神殺しの男【神殺しファルーク】

17

「シャー・ルカ!!」
 異形の男が水に呑まれたのだと分かった時、咄嗟にファルークの口から迸り出たのはその名だった。全身から血が引く思いでどれだけ男の姿を求め視線をさ迷わせても、周囲にはただ深い闇が広がっているばかりで、自分と、傍らの長老以外の人影はどこにもない。
「どこだ、シャー・ルカ!?」
 声の限りに叫ぶと、応えるように水の撥ねる音がどこからか聞こえてきた。反射的に音のしてきた方を振り返り、ファルークはハッと息を呑む。すぐそこにある泉の中で、何かがもがくように暴れていた。暗闇の中でも長い髪を振り乱したその姿が「彼」であることが分かり、ファルークは喉の奥底から声を振り絞って叫ぶ。
「シャー・ルカ!!」
 よくよく見れば地には重いものを引きずったような跡が刻まれており、それが泉の縁で消えていることから、男があの得体のしれない水によって、無理矢理に水中へと引きずり込まれたことが分かった。
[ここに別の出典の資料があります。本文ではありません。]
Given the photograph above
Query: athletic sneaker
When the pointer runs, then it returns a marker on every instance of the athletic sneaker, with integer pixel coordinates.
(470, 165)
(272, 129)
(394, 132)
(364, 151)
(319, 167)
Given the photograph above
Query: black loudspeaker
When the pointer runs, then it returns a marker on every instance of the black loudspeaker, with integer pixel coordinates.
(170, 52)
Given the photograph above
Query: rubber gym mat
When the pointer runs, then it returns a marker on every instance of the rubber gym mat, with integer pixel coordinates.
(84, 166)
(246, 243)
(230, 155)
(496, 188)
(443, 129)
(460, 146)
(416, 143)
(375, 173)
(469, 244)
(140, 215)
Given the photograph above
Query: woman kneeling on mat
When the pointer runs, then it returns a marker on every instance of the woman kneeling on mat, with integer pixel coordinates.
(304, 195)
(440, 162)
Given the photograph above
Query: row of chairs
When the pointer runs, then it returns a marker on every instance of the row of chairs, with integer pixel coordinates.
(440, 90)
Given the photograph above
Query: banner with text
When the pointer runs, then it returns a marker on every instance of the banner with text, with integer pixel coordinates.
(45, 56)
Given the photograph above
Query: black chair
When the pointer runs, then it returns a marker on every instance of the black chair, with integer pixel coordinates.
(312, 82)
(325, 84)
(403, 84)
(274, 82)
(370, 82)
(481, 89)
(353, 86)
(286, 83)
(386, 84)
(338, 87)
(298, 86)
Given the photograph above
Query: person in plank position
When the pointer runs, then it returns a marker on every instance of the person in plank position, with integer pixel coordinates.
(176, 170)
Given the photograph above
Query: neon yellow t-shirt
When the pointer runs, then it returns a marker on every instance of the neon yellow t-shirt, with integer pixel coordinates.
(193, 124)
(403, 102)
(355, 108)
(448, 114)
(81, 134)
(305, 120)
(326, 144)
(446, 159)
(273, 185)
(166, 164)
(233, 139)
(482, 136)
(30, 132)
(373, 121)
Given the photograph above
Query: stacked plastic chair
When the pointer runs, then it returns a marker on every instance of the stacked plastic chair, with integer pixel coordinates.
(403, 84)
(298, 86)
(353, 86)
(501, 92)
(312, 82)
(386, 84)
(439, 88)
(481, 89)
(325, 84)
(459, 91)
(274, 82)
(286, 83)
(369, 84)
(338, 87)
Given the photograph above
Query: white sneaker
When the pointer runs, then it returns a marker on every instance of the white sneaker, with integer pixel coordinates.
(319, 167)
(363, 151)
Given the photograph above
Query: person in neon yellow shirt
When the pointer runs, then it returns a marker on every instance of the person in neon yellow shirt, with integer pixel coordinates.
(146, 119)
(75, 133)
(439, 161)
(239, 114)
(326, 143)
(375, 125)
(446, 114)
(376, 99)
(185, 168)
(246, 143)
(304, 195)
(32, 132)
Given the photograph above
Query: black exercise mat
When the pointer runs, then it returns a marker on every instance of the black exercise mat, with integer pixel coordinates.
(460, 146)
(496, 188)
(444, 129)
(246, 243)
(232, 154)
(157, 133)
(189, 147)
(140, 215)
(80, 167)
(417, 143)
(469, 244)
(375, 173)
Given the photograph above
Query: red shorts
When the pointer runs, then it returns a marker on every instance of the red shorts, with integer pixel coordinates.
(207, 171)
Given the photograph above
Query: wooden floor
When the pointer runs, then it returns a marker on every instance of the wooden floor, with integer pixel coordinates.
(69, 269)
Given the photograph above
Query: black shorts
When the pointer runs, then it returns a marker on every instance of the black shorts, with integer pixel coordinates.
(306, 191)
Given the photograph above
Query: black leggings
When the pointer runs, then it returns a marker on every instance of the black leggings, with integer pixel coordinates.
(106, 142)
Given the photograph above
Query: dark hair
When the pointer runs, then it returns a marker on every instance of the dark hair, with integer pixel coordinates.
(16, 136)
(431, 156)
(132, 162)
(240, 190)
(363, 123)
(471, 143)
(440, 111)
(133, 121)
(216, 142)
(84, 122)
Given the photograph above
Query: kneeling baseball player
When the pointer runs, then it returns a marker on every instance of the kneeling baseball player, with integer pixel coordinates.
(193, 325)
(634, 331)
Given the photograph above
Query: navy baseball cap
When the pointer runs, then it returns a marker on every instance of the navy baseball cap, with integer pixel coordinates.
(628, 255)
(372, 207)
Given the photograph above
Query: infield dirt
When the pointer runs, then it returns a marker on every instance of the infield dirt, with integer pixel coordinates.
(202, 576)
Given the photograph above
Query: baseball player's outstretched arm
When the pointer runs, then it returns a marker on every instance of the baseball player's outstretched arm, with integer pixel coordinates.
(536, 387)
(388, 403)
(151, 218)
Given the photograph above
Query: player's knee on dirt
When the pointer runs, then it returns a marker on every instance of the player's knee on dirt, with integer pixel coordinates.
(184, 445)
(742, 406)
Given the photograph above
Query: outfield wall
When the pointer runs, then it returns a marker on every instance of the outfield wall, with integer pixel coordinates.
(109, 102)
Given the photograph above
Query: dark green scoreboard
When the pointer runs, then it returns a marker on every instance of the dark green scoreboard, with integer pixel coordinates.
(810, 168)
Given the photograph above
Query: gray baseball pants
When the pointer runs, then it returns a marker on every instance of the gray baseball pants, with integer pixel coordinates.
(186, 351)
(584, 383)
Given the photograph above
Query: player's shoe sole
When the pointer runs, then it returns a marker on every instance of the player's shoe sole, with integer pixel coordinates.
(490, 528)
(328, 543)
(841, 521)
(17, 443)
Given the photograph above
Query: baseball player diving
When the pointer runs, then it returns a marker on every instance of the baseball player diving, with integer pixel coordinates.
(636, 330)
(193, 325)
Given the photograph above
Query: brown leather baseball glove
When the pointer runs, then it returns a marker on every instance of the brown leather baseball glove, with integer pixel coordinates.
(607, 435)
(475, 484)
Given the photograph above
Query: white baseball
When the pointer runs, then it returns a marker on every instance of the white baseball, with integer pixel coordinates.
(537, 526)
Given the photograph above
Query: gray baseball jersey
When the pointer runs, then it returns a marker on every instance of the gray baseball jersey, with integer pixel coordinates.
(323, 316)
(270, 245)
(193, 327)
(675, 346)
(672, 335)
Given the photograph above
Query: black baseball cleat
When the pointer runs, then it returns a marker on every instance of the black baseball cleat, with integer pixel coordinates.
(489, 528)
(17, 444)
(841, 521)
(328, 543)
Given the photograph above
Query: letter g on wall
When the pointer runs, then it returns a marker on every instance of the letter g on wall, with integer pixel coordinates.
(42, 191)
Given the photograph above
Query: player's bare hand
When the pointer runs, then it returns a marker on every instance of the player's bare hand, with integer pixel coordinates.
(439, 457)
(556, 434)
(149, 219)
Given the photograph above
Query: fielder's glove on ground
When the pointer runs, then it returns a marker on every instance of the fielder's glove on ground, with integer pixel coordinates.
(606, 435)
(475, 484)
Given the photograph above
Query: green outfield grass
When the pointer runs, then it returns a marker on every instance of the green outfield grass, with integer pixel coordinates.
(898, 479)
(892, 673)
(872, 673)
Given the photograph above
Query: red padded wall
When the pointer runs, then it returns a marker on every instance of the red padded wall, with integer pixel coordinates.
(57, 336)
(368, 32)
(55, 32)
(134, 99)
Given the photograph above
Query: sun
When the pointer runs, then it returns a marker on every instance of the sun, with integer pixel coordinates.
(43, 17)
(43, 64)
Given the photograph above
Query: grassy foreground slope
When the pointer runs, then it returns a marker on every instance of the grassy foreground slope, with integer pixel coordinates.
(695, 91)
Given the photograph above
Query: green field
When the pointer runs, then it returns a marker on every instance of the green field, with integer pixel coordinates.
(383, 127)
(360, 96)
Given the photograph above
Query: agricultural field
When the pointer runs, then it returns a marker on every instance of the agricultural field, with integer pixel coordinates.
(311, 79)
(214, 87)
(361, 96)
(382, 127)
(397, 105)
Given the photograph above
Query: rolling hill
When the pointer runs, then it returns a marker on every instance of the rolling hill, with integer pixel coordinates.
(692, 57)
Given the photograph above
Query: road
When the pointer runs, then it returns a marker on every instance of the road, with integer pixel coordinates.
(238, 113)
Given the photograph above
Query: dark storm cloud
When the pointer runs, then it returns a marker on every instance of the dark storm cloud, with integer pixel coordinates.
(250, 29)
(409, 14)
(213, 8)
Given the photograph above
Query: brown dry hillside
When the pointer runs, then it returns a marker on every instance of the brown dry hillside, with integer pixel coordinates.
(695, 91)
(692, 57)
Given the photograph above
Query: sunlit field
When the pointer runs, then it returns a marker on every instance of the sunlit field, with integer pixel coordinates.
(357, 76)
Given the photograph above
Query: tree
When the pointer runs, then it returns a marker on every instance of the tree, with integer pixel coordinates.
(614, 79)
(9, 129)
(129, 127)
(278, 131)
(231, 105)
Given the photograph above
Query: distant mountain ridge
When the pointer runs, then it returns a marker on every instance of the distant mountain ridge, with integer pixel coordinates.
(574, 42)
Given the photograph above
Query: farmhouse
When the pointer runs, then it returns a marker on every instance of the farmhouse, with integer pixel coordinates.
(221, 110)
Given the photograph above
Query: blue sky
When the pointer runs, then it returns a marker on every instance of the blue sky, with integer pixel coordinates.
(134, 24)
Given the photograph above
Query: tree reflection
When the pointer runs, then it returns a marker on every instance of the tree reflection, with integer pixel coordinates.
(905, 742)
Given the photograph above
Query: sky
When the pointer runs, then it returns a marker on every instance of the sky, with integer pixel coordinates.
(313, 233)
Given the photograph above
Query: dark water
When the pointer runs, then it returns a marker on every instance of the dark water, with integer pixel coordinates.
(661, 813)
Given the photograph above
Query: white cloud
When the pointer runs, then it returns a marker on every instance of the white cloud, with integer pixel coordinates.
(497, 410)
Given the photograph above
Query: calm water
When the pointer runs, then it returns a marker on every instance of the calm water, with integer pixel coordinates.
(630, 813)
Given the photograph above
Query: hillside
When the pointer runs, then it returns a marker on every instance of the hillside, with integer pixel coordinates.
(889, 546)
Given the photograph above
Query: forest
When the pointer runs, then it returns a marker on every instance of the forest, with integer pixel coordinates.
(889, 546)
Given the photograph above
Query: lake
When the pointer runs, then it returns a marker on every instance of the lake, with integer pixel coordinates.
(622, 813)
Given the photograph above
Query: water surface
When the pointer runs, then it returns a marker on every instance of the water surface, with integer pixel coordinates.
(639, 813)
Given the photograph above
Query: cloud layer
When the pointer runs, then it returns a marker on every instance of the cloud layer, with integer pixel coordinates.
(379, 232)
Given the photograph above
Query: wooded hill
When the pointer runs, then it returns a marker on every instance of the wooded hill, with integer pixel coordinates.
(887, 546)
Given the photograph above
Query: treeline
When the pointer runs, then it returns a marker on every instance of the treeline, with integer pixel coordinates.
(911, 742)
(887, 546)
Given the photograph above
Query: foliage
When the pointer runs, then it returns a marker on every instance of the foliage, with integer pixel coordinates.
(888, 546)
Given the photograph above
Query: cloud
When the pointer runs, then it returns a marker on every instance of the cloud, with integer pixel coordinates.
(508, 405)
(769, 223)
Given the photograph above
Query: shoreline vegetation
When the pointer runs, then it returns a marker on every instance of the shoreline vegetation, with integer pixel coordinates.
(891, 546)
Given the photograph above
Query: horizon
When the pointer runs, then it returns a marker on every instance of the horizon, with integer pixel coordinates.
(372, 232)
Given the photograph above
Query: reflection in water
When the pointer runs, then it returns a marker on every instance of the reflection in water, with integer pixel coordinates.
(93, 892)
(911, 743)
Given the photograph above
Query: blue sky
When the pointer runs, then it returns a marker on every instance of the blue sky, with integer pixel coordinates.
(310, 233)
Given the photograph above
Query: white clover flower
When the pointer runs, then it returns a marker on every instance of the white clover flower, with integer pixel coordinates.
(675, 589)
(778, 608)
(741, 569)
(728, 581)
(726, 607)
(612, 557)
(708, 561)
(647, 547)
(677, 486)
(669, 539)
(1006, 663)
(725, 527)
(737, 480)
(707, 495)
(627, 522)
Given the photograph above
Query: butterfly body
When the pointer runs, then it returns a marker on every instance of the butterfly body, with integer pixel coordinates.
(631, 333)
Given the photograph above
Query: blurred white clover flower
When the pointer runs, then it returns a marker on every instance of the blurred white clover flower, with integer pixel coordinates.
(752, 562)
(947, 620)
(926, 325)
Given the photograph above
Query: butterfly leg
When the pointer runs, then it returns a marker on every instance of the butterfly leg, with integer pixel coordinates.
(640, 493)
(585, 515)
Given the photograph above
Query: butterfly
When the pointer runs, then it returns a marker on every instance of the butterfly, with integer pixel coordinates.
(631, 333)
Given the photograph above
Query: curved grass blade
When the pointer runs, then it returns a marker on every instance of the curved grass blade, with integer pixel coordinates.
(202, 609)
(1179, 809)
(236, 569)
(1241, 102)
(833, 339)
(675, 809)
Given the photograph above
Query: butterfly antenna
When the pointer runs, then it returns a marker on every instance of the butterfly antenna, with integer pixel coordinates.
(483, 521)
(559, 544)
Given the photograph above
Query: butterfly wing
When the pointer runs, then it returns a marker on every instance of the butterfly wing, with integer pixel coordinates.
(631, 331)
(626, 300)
 拘束された両手が使えないまま、何かに抵抗するように足だけで必死に足掻いていた男が、ファルークの声にハッと驚いたように顔を上げた。びしょびしょに濡れそぼった憐れな様子で、かつての少年の面影も無い男はぶるぶると全身を震わせながら、呼ばれた名が信じられないかのように束の間呆然とファルークの顔を凝視し、泉の中で棒立ちになった。その瞬間が命取りだった。
「うぁっ!!」
 いきなりガクンと男の頭部がのけぞる。後方に引きずられるようにしてその体が一瞬宙に浮き、次の瞬間には水中にもんどり打ちながら叩きつけられる。痛みに顔をしかめながらも、すぐに男は懸命に上半身を起こして体勢を立て直そうと足掻き、水面に激しい波しぶきを立てた。
 男の体がすぐ背後にぽっかりと口を開けた黒い穴の中に引きずり込まれようとしているのだと、その時初めてファルークは気づいた。泉の底に開いた穴に向かって、水が大きく渦巻きながら男の体をぐいぐいと引き寄せている。長すぎるのが災いしたのだろう。男の黒髪の先端はすでに渦の中に吸い込まれており、そのままじりじりと体ごと引き寄せられていく。
  髪を捕らえられているため頭を大きくのけぞらせながらも、何とか渦に呑まれまいとしている男の必死の形相を視界に捉えた時、後先考えずにファルークは自らも泉の中に飛び込んでいた。
 すぐにその体をふわりと淡い光が覆い、優しいその光を嫌うように、ファルークの周囲だけざあっと一斉に水が引いていく。露になった泉底を蹴りつけながら、脇目も振らず男の下へとファルークは走った。
 渾身の抵抗も間々ならず、男の体がずるずると渦に引き寄せられていく。遠ざかっていくその体を引きとめようと、ファルークは懸命に腕を伸ばした。
「シャー・ルカっ!!」
 呼ばれた男も、ファルークの方を確かに振り返った。しかし両手の自由が間々なら無い男に、伸ばされた手にすがりつく術は何ひとつ無かった。指先がわずかに男の体に届いたとファルークが思ったその次の瞬間、男の体は泉の底の穴に呑み込まれて消え去っていた。